漫画家への夢を追い、平松氏は中学3年生の時、初めて自身で描き上げた31ページの読切作品を週刊少年ジャンプの月例賞に投稿した。この最初の挑戦で、彼は「佳作」を受賞するという快挙を成し遂げる。「あ、俺天才かも」と当時の心境を振り返るように、この受賞は大きな自信につながった。週刊少年ジャンプの月例賞は、多くの新人漫画家がデビューを目指す登竜門であり、「佳作」とはいえ、その狭き門を最初の投稿で突破したことは、平松氏の抜きん出た才能と将来性を明確に示す出来事だった。

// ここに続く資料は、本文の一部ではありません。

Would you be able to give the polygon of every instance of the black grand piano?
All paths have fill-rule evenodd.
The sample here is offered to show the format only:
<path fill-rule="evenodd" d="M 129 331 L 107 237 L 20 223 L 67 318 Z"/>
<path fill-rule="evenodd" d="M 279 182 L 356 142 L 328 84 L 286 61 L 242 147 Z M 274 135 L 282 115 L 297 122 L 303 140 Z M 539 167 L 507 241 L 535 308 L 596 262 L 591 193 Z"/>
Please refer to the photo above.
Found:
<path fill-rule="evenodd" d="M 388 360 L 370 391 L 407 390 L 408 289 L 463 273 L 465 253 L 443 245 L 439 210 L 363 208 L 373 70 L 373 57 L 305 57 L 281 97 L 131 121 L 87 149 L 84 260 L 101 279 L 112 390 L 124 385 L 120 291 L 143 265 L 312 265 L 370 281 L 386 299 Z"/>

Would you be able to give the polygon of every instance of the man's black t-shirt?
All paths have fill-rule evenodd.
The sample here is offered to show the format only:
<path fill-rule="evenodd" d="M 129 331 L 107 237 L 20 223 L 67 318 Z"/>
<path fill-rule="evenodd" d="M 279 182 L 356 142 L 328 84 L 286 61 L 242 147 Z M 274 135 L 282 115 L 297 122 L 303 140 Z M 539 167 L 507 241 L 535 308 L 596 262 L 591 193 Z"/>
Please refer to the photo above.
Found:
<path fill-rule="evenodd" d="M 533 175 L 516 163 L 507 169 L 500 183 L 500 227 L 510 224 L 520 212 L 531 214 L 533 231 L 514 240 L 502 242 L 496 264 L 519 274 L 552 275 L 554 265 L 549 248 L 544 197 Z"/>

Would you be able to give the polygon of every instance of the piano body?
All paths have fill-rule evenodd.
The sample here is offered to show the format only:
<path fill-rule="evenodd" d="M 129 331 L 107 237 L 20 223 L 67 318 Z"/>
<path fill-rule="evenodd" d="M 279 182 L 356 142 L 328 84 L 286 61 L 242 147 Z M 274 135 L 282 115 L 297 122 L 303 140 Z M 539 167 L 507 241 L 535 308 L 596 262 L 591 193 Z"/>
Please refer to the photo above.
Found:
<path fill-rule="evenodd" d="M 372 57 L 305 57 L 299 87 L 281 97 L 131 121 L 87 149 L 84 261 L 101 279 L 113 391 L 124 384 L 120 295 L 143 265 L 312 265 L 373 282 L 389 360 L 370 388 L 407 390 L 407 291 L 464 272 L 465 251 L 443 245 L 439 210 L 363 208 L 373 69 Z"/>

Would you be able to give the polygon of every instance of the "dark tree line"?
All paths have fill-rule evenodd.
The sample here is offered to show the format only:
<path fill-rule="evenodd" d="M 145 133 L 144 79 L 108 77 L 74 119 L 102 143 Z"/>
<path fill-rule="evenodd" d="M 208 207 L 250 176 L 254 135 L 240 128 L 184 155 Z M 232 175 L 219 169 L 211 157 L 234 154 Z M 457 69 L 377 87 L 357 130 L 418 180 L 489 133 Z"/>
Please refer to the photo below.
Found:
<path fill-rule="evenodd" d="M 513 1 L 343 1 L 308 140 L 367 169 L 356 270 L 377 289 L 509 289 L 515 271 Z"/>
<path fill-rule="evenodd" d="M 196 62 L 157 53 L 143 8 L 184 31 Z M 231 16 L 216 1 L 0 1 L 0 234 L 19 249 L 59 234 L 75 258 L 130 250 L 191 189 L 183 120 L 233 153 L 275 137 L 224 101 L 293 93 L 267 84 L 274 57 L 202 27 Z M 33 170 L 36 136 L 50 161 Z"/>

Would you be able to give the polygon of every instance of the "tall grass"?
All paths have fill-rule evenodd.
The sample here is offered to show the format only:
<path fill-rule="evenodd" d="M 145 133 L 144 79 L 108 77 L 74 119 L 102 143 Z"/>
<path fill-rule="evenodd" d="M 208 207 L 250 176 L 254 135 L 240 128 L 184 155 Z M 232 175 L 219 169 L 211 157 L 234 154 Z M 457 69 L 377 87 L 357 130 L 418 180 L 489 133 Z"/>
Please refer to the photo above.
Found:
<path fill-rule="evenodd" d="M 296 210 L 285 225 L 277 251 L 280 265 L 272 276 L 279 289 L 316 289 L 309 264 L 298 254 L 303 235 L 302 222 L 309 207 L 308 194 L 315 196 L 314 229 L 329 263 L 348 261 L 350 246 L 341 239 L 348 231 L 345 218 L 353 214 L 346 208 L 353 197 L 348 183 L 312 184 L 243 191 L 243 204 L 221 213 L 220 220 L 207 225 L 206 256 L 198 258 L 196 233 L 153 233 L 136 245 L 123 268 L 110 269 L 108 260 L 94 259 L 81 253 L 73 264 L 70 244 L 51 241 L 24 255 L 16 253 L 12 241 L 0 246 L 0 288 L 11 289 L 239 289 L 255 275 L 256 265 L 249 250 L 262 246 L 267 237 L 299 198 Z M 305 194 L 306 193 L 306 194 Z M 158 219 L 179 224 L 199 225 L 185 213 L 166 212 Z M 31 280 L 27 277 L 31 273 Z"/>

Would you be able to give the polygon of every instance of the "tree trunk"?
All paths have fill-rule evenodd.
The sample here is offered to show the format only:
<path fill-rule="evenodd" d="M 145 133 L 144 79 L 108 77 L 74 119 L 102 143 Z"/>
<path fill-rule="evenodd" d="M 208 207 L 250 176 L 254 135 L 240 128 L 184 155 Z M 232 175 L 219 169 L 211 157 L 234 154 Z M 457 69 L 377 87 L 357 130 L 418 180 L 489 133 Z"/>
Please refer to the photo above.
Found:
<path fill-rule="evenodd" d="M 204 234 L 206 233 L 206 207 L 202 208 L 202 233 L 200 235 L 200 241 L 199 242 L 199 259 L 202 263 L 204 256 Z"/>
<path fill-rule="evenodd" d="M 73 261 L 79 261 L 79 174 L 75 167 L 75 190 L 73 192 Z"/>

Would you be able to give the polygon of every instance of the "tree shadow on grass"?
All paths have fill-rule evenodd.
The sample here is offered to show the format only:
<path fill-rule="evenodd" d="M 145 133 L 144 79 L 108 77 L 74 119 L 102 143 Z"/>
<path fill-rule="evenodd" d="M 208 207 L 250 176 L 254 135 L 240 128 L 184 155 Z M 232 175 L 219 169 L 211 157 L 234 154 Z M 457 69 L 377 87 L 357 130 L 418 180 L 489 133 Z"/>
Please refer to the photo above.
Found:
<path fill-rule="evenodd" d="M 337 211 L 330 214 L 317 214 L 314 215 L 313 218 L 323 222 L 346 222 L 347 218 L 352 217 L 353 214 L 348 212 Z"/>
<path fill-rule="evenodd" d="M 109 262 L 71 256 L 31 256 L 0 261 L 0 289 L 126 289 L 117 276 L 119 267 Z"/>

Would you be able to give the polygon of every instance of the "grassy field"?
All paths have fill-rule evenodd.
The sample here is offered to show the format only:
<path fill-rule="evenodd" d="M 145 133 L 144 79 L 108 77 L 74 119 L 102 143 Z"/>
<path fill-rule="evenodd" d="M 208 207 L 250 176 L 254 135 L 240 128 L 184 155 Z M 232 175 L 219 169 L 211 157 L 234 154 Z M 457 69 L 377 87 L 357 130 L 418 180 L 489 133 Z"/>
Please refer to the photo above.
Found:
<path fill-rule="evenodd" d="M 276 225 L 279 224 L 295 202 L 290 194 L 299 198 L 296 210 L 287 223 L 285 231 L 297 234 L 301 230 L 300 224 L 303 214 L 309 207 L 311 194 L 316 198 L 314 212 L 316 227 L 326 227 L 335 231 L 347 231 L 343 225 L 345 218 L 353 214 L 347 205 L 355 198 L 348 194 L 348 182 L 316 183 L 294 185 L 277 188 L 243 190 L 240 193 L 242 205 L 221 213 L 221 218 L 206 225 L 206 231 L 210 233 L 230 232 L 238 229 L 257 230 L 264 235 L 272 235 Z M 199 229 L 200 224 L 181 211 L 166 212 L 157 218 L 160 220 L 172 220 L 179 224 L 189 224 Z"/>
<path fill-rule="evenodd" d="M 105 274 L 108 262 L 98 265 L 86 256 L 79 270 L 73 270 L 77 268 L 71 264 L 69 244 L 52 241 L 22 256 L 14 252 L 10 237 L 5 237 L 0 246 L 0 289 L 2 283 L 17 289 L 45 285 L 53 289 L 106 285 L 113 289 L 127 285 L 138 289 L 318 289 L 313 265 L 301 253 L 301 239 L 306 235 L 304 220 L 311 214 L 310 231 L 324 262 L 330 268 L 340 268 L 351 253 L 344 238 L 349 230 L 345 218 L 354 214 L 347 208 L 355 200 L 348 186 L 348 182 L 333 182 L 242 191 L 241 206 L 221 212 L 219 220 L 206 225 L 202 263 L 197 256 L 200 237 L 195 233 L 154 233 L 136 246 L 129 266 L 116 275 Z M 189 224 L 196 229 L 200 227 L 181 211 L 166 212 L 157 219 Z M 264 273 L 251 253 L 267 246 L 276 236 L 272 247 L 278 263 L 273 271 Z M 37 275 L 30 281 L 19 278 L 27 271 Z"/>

週刊少年ジャンプ月例賞での成功経験を語る平松伸二氏週刊少年ジャンプ月例賞での成功経験を語る平松伸二氏

描く喜びと高校時代の飛躍

漫画を描く上での確かな手応えを感じた具体的な経験が、平松氏の自信をさらに強固にした。授業中に教科書に落書きをしていた際、「人が殴られて壁にぶつかるシーン」を頭の中で想像しながら描いてみたところ、イメージした通りの絵が右手を通じて紙の上に再現できたという。「この経験は自信になりましたね」。この確信を得て、彼は勢いを増し、次々と作品を描き続けた。その努力は早くも実を結び、高校1年生にして野球漫画『勝負』が週刊少年ジャンプに掲載されるという、プロデビューに匹敵する成果を上げる。高校在学中には、合計6本もの作品がジャンプに掲載されるという驚異的な実績を残した。さらに、後に『ドーベルマン刑事』で伝説的なタッグを組むことになる漫画原作者の武論尊氏とも、この高校時代に野球漫画『限界30球!』で既に共同制作を行っていたという事実は、彼のキャリアの初期段階から才能ある仲間と巡り合っていたことを示している。

結論

平松伸二氏の漫画家としての道のりは、岡山での幼少期における漫画との出会いから始まり、中学生での確固たる決意、そして週刊少年ジャンプ月例賞での「佳作」受賞という鮮烈な成功体験によって決定づけられた。初投稿での受賞は、彼の才能と努力が最高峰の舞台で認められた証であり、その後の高校時代における継続的な掲載実績が、プロの漫画家としての揺るぎない基盤を築いた。武論尊氏との初期の協業も含め、これらの経験全てが、『ドーベルマン刑事』をはじめとする数々の名作を生み出す偉大な漫画家・平松伸二の原点を形作っているのである。